The information in this alert was obtained from public documents that have already been published unless otherwise noted.1

  • HotResumes.com sold 4, 941 resumes and/or email addresses. 2 (See Appendix A for a copy of the published invoice of what is described as a "resume sale.")
  • Legal documents indicate that a Mr. Jason Monastra, while he was the owner of Biotechcareers.com, a job site focused on biotechnology-related jobs, gained paid access to health and biotech-related resumes. 3 He downloaded thousands of resumes for his use. 4 Mr. Monastra was using the resumes to create an internal resume database. 5 Medzilla, Inc, a prominent health, pharmaceutical, and biotech job site, sued Mr. Monastra over this matter. 6
  • Four large biotechnology and health related job sites exist: Medzilla, HireHealth, BioSpace, and BioView. Thousands of job seekers' resumes were taken from Medzilla, a prominent health, pharmaceutical, and biotech job site. 7 According to telephone interviews with each of the other companies, 8 company representatives told researchers that Mr. Monastra did access resumes at HireHealth in fall, 2002. BioView told researchers Mr. Monastra accessed its resume database in August 2002, and was stopped immediately. BioSpace told researchers its resume database was not accessed by Mr. Monastra.
  • Legal documents indicate that Medzilla notified the jobseekers whose resumes had been downloaded by Mr. Monastra of its lawsuit and related issues. 9 (A copy of the Medzilla notice to jobseekers is in Appendix B. )

"Resume Sale" at HotResumes.com

According to legal documents, HotResumes.com sold 4,941 resumes and/or email addresses to Biotechcareers.com for .33 cents each in a sale that was invoiced on November 30, 2002. This invoice was made public and was published as part of a lawsuit against Mr. Monastra. (Medzilla vs. Optimum Intelligence et al.)10 The invoice was noted as a "resume sale" and it was marked as paid. A copy of the invoice is in Appendix A.

Mr. Monastra additionally asserted in legal documents that he had purchased email addresses from HotResumes.com. 11

On its Web site, HotResumes, in its publicly published Frequently Asked Questions section, states that it receives resumes from three sources:

"We receive resumes through visitors who travel to our site, strategic partnerships, and resume writing services." 12

Legal documents did not indicate where the data that comprised the HotResumes.com "resume sale" originated from.

For reference purposes, the HotResumes published privacy policy on its Web site is quoted below in part. To reiterate, legal documents did not indicate where the data comprising the sale came from, so researchers do not how the HotResumes posted privacy policy applies to its invoiced "resume sale" to Biotechcareers.com.

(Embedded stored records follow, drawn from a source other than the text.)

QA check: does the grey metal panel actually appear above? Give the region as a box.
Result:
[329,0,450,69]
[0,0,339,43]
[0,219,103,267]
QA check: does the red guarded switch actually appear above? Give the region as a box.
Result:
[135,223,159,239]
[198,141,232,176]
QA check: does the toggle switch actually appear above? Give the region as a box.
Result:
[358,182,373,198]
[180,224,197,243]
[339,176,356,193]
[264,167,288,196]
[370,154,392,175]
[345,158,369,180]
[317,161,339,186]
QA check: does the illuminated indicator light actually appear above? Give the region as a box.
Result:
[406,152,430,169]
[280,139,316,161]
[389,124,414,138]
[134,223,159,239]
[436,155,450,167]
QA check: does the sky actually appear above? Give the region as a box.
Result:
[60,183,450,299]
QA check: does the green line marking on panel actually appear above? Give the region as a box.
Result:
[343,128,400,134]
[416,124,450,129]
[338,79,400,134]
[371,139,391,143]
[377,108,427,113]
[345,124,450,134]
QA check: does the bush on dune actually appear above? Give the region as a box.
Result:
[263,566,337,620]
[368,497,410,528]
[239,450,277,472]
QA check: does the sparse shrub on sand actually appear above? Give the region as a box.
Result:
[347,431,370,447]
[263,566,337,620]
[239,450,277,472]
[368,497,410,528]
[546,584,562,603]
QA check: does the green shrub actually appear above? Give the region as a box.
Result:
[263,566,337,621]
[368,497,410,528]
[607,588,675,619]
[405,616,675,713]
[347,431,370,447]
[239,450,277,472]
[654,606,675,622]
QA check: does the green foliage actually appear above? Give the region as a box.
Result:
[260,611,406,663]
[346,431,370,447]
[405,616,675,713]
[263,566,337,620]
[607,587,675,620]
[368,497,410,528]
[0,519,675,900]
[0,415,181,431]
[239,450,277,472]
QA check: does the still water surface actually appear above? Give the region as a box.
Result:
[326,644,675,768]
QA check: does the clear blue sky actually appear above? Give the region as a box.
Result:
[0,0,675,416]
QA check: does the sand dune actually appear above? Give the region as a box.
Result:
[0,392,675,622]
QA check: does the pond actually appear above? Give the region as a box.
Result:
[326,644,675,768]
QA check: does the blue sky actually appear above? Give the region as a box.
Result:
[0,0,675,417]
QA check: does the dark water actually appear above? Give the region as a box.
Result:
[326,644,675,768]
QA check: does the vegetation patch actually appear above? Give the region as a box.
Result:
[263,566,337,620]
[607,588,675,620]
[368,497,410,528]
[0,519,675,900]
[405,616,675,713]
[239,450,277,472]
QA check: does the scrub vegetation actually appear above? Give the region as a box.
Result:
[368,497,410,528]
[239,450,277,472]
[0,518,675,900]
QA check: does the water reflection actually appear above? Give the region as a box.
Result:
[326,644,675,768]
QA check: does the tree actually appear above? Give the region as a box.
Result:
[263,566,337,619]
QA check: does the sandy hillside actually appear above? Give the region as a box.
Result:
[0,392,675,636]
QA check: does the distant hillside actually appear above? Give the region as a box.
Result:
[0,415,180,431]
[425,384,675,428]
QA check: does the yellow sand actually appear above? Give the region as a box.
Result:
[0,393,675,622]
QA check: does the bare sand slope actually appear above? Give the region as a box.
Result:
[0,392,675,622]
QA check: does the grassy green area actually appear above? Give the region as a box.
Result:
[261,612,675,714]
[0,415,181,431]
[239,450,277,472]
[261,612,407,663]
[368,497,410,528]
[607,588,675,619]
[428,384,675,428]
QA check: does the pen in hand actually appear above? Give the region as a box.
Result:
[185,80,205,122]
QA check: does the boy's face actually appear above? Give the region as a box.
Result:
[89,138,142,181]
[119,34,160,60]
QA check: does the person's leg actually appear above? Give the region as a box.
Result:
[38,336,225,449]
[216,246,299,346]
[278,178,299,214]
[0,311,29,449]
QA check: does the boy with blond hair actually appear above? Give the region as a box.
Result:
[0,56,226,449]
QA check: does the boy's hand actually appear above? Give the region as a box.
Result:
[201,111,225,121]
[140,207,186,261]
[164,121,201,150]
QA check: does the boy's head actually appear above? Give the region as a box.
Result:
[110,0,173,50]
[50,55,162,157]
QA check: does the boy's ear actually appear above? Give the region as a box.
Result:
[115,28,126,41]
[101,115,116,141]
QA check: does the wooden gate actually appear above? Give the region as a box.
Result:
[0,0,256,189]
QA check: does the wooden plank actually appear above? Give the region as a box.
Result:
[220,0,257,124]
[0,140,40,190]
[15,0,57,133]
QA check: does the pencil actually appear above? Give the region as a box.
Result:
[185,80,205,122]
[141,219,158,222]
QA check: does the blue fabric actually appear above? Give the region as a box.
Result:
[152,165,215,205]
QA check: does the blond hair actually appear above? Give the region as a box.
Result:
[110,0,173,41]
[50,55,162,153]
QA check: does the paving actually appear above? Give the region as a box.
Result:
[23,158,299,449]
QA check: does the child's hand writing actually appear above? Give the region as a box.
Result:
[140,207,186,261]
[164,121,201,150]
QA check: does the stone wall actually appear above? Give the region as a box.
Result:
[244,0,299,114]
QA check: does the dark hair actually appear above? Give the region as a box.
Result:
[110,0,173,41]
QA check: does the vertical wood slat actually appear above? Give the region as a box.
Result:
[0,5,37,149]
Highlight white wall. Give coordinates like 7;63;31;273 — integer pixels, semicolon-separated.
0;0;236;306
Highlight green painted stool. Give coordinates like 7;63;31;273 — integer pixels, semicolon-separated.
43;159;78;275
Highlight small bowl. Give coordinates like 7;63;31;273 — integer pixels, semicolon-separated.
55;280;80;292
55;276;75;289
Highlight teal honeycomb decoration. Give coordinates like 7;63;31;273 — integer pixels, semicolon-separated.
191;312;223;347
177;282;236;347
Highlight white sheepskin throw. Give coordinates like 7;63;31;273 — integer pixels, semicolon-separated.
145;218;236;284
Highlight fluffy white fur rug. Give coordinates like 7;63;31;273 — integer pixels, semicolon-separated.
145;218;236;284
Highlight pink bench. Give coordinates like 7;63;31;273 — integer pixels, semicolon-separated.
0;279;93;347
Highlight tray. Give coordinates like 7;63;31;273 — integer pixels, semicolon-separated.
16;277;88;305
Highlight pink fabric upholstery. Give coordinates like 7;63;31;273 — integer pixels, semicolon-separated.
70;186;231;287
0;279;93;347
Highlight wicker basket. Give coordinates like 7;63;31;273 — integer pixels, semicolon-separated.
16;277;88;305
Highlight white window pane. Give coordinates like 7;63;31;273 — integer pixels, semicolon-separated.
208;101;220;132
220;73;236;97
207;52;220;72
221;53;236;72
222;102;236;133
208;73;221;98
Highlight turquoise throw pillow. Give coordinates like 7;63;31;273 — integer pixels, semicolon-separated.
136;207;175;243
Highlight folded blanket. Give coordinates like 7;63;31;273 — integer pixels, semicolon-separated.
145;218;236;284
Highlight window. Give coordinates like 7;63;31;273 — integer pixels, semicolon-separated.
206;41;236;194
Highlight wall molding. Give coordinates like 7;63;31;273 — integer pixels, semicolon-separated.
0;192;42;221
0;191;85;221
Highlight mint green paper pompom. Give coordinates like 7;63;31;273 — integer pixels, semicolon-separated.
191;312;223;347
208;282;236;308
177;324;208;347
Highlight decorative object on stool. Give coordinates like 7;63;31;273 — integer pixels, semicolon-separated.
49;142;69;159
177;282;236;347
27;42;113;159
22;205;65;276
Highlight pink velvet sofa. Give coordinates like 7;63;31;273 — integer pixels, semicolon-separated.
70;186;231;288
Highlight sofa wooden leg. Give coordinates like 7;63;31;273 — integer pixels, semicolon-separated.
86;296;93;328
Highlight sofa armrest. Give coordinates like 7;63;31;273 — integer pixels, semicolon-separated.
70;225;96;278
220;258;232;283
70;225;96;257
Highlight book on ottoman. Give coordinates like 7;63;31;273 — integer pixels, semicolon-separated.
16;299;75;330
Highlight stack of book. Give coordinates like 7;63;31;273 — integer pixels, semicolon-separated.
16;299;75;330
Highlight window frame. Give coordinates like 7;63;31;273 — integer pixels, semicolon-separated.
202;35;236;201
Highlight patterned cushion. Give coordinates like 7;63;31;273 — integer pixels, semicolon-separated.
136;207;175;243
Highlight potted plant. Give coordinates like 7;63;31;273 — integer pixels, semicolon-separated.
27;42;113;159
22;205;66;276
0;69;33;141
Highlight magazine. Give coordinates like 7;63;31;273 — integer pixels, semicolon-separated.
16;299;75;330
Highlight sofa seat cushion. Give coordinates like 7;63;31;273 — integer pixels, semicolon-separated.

HotResumes.com privacy policy excerpt:

"We do not disclose information about your individual visits to HotResumes.com, or personal information that you provide, such as your name, address, email address, telephone number, credit card number, etc., to any outside parties, except when we believe the law requires it. But, we may record and share aggregated information with our partners."13

Biotech and Pharmaceutical Resume Database Privacy Issue

In July, 2002, Dr. Frank Heasley, the owner of Medzilla.com, a biotechnology job site, became aware that Jason Monastra, who was at the time a recruiter and the owner of Optimum Intelligence, was making a large number of resume downloads from the Medzilla resume database. Dr. Heasley quickly discovered that Jason Monastra was also the owner of a new job search site called Biotechcareers.com and had downloaded approximately 2,400 resumes from the Medzilla database within the space of several weeks. 14

October 15, 2002, Medzilla filed suit against the owner of Biotechcareers.com. 15 November 15, 2002, Dr. Heasley contacted the 2,399 job seekers whose resumes Mr. Monastra had downloaded and notified them that their resumes had been taken from the resume database and used in ways not allowed by the terms of agreement of the Medzilla site. 16

The entire Medzilla notice to job seekers is published in legal documents.17 The text is reprinted in Appendix B in full.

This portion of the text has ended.